We think your approach is right on track. The key to living successfully as a Christian in the midst of a post-Christian culture is not isolation but discernment. Once parents acknowledge the inescapable power of the media—and the fact that teens are overwhelmingly willing to invite it into their lives—they are faced with the question, “What do I do about it?” You are wise to avoid blanket prohibitions and to adopt instead the strategy of teaching your children how to think for themselves and how to make smart choices. That kind of training will stand them in good stead when they leave the nest and launch out on their own.
Can we help you out with any suggestions? As a matter of fact, we can. The following ideas have been gleaned from years of interaction not only with the world of media, but also with teens who consume popular entertainment on a daily basis. We hope you’ll be able to adapt and apply them in your own home.
Establish guidelines for your family. Although entertainment decisions can fall into a bit of a gray area, establish a family standard for making media decisions. This is helpful, not because your family needs more rules, but because you don’t want to leave the concept of making wise choices to mere chance.
Rely on credible sources for entertainment review. Ideally, dads and moms should check out potential media choices before their kids actually make them. This can be a problem, of course, given the huge volume of entertainment options available in modern society. Who has the time to preview every movie, CD, and televised program that requires this kind of intensive examination? Not many of us. That’s why it’s comforting to know that there are a number of inexpensive (sometimes free) trustworthy media-review resources that can provide you with a quick run-down of all the relevant facts. Not only do these resources identify the bad apples in the barrel—they also highlight the good.
Model wise choices.
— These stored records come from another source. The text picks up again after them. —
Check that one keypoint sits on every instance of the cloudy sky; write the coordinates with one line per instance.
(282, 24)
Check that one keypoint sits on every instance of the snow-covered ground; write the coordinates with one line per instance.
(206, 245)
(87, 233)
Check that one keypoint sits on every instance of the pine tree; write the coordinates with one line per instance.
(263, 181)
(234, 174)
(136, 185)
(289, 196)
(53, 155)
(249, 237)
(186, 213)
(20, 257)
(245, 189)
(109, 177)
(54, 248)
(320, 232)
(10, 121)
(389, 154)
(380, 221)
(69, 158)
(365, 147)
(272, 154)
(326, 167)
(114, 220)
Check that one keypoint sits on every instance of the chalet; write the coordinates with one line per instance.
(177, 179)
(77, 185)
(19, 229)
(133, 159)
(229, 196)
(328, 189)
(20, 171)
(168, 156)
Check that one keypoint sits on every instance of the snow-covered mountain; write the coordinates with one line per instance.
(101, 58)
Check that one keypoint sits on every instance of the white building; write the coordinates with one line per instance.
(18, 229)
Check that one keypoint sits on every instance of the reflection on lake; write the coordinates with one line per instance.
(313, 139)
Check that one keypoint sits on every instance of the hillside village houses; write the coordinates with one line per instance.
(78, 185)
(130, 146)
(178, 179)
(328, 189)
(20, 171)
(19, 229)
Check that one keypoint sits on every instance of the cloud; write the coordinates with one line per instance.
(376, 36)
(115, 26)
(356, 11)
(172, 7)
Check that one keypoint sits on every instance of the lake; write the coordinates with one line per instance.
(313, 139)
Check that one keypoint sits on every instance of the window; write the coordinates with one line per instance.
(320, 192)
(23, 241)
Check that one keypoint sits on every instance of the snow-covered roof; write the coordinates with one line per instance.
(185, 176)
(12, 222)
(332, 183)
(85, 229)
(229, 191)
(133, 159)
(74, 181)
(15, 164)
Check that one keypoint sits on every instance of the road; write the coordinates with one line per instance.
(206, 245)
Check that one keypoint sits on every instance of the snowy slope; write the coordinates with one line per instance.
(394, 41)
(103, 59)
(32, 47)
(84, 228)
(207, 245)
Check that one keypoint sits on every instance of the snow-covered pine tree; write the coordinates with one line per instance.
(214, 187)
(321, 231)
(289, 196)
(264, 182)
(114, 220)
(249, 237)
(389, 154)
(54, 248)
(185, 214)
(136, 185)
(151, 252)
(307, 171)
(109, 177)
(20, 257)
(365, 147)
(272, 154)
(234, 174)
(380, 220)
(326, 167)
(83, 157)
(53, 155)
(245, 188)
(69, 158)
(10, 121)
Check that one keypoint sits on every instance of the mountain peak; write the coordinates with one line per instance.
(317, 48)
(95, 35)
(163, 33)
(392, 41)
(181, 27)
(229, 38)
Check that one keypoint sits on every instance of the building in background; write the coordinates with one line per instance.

One of the surest ways to derail your young person’s media discernment is to behave hypocritically. We cannot sufficiently stress how essential it is for parents to model wise choices. Your words won’t be effective if you say one thing and do another. Learning to discern is an ongoing challenge for all of us. If you struggle with your own media choices, it’s okay to admit that to your children. But try to avoid teaching a principle and then violating that principle yourself. Parents who have been guilty of this find it difficult to re-establish their credibility.
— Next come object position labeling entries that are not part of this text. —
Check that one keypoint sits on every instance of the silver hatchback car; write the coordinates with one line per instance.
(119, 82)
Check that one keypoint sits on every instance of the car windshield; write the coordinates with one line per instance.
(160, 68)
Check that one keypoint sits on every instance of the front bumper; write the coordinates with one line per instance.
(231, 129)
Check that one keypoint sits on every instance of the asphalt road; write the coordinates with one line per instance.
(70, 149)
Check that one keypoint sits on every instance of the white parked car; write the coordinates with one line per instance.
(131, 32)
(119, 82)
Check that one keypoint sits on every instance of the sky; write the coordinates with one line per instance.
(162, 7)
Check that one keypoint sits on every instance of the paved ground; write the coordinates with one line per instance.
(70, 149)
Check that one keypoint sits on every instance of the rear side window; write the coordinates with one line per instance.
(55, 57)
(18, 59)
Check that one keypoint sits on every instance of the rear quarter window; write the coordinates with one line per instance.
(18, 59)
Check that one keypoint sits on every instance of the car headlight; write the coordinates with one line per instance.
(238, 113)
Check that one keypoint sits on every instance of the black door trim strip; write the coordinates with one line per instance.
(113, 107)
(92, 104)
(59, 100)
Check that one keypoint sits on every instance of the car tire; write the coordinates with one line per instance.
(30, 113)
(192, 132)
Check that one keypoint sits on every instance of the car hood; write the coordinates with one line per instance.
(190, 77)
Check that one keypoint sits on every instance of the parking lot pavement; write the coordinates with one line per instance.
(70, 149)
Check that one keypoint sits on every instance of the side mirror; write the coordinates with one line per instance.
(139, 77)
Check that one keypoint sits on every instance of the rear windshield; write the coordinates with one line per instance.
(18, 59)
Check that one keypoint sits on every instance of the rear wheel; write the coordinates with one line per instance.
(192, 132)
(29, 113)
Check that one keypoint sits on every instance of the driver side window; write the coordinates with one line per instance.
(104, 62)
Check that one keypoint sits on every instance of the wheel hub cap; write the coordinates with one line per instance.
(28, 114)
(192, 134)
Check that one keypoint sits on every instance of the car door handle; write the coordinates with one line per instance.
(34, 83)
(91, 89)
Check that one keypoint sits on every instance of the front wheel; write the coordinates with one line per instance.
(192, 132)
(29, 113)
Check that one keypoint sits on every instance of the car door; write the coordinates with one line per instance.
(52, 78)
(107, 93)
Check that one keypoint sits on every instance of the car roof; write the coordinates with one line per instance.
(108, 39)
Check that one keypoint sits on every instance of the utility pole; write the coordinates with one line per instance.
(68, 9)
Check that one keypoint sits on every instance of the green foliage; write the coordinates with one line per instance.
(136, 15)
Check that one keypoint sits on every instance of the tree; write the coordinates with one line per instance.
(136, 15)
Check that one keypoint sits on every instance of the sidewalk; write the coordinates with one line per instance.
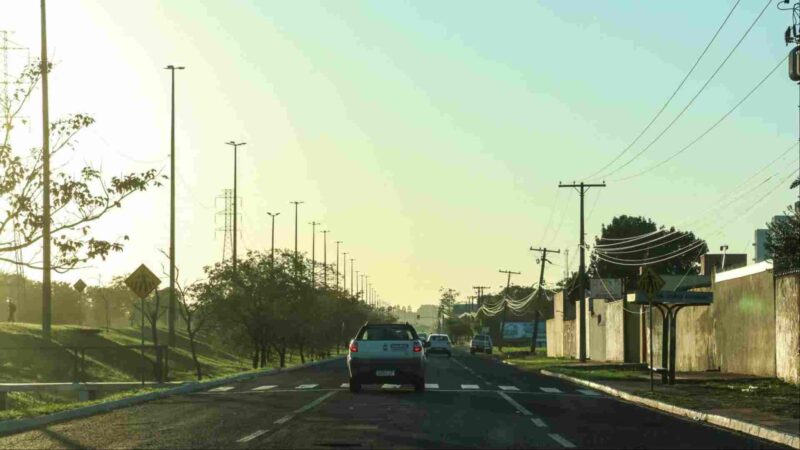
(763, 407)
When you can’t tune it out, try teaching. When you see an offensive commercial on an otherwise positive TV show, an obscene bumper sticker, or an unsavory T-shirt, you may feel like screaming, “Close your ears, kids! Shut your eyes!” Unfortunately, there are occasions when it all happens so quickly that you don’t have a chance to do that. What then? We suggest turning the incident into a “teachable moment.” Point out why the song, show, or image in question fails to meet up to your family standard. Identify what’s wrong with the message it conveys. You can use such moments to reinforce the principles of discernment you regularly talk about and model at home.
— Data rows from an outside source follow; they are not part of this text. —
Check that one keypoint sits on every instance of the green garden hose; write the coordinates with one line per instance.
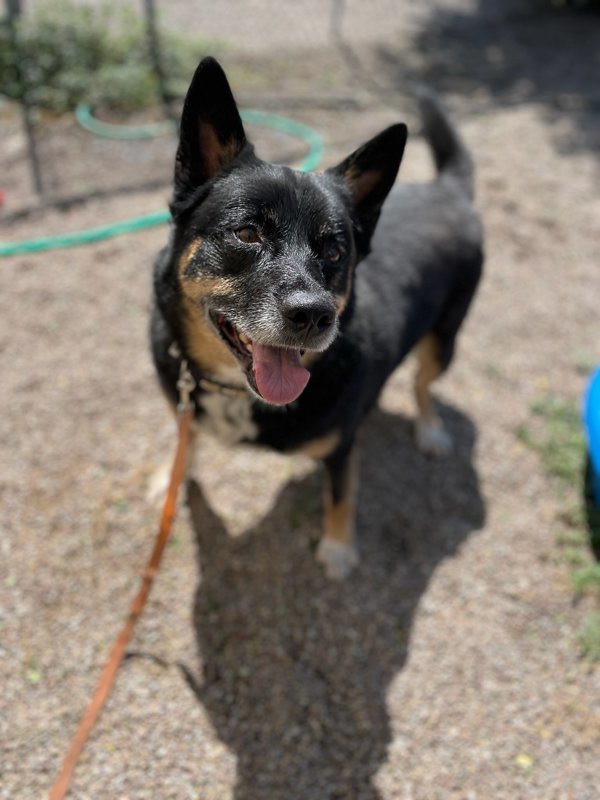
(98, 128)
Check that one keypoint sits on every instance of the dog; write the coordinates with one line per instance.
(293, 296)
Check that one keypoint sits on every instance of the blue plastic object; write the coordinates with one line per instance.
(591, 422)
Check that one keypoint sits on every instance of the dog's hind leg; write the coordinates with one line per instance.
(337, 549)
(429, 429)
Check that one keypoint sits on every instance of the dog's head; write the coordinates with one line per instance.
(265, 255)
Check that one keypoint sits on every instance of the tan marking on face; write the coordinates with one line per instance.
(321, 447)
(340, 517)
(202, 342)
(429, 368)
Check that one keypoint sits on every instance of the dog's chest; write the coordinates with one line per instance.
(228, 417)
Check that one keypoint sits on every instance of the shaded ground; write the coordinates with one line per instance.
(448, 667)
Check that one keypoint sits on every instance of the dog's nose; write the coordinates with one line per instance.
(306, 314)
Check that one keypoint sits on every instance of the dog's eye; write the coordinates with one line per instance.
(332, 253)
(247, 235)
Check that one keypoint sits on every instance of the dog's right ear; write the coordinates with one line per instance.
(211, 133)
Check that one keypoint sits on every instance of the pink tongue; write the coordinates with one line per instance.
(279, 375)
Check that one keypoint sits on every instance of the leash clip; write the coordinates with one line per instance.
(185, 386)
Keep open communication lines. Talk often about the media with your kids. Make sure that the lines of communication stay open so that your kids can ask questions when they need to. When you have to say “no” to certain entertainment, help them find positive alternatives. Adopt a policy of accountability that allows all family members to read each other’s texts, tweets, social media posts, emails, web history, etc. Intentionality is the best way to turn your home into a place where good habits of media discernment are caught as well as taught.